SOMETIMES, when sitting out there by the river alone, especially at dusk, I begin to fold into myself and my thoughts. Then even thinking fades away. I seem to liquefy, to melt into the physical world shawled about me, to dissolve into the water’s curlings and slidings, its soft easings and crinklings, its twiddling little vortices and its washes of light. I go, though not consciously, to some other place.

Later, as if unprompted, the world takes form again, sounds separate and become distinct again and I look at my watch. Ten minutes, 15 minutes, 20 minutes, an hour. I do not know where I have been, but it has been somewhere deep down and I suspect far back, perhaps near that place where everything began.

Wherever that place is, I go there gladly. It is somewhere deep-healing and it makes me whole. It is to that place and space that I dedicate this book: to that place where the physical passes through me like ether – and to fishing, which magics me there.

AS I NOTE in the acknowledgements this book contains a mixture of new essays and writing of mine that has appeared in various publications over the years. The new pieces are in the main, the longer pieces. The shorter pieces, though not exclusively, are from The Times.

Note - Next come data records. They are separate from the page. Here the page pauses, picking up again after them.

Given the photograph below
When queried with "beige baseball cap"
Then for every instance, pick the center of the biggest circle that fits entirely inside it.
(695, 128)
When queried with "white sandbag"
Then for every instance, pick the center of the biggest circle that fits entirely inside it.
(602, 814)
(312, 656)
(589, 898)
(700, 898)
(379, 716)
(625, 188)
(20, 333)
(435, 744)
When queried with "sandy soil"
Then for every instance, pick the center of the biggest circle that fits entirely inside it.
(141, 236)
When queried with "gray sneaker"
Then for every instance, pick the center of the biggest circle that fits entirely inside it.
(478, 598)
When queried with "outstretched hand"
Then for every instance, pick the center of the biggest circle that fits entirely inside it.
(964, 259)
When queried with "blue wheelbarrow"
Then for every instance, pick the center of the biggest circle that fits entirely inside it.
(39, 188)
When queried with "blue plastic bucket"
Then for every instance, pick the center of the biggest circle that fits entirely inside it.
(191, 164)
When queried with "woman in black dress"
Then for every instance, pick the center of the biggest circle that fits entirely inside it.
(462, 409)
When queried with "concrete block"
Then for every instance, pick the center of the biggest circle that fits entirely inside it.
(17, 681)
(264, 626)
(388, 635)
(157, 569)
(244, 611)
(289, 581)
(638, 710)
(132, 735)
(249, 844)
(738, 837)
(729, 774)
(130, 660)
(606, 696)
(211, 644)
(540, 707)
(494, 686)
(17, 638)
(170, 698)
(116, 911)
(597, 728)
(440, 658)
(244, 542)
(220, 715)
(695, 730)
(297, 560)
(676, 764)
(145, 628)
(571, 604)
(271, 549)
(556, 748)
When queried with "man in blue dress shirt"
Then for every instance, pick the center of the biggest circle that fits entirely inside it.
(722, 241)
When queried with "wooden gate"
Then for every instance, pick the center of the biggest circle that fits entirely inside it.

All of the latter, no matter where originally published, have been amended in some way, whether to include points that I did not have the space to include first time around, or to take account of new information, or to accommodate changes in context or circumstance. One or two have been completely reworked.

Because these pieces were individually written for publication at different times, each needed to be self-contained. One consequence is that from time to time information that appears in one article to make it complete appears in another for the same reason. I thought it better to let these very occasional, minor duplications stand than to introduce cross-references which, in my own reading, I tend to find a distraction.

In choosing what to include I have tried to convey something of the diversity of angling, its practices and its refinements; of the absorptions and passions it gives rise to, the places it takes us to, the literature it has stimulated and the threats to it that crowd in all around – many of them, it seems to me, alarmingly unnoticed by the average angler on the bank. Mostly, and perhaps unsurprisingly, the book reflects my own greatest interest – fly fishing for trout – but there are enough other subjects to justify, I think, the generic title my publisher suggested.

The pieces do not appear in any particular sequence: indeed, with minor tweaks I have let them run in a broadly alphabetical order. As I wrote in the introduction to my previous anthology, Trout etcetera, I dip into collections like this as though into a bran tub and I am not deceived that my own work will be treated differently by others. However, I began with ‘One Long Morning’ because I wanted to convey, at the outset, something of what the experience of fishing means to me and does for me. I have ended with ‘Angling and the Future’ because it self-evidently looks ahead.

I hope that readers will find both essays of interest – and maybe the odd paragraph that comes between them.

Brian Clarke

July, 2007

THE appeal of angling is about as easy to define as beauty or truth. We might as well try to weigh what fishing does for us, or measure it with rulers, as reduce it to words – especially for someone who has not fished. To get any sense of it at all, a non-angler would have to be in the one place he cannot possibly get: inside our heads. After all, that is where the real action is.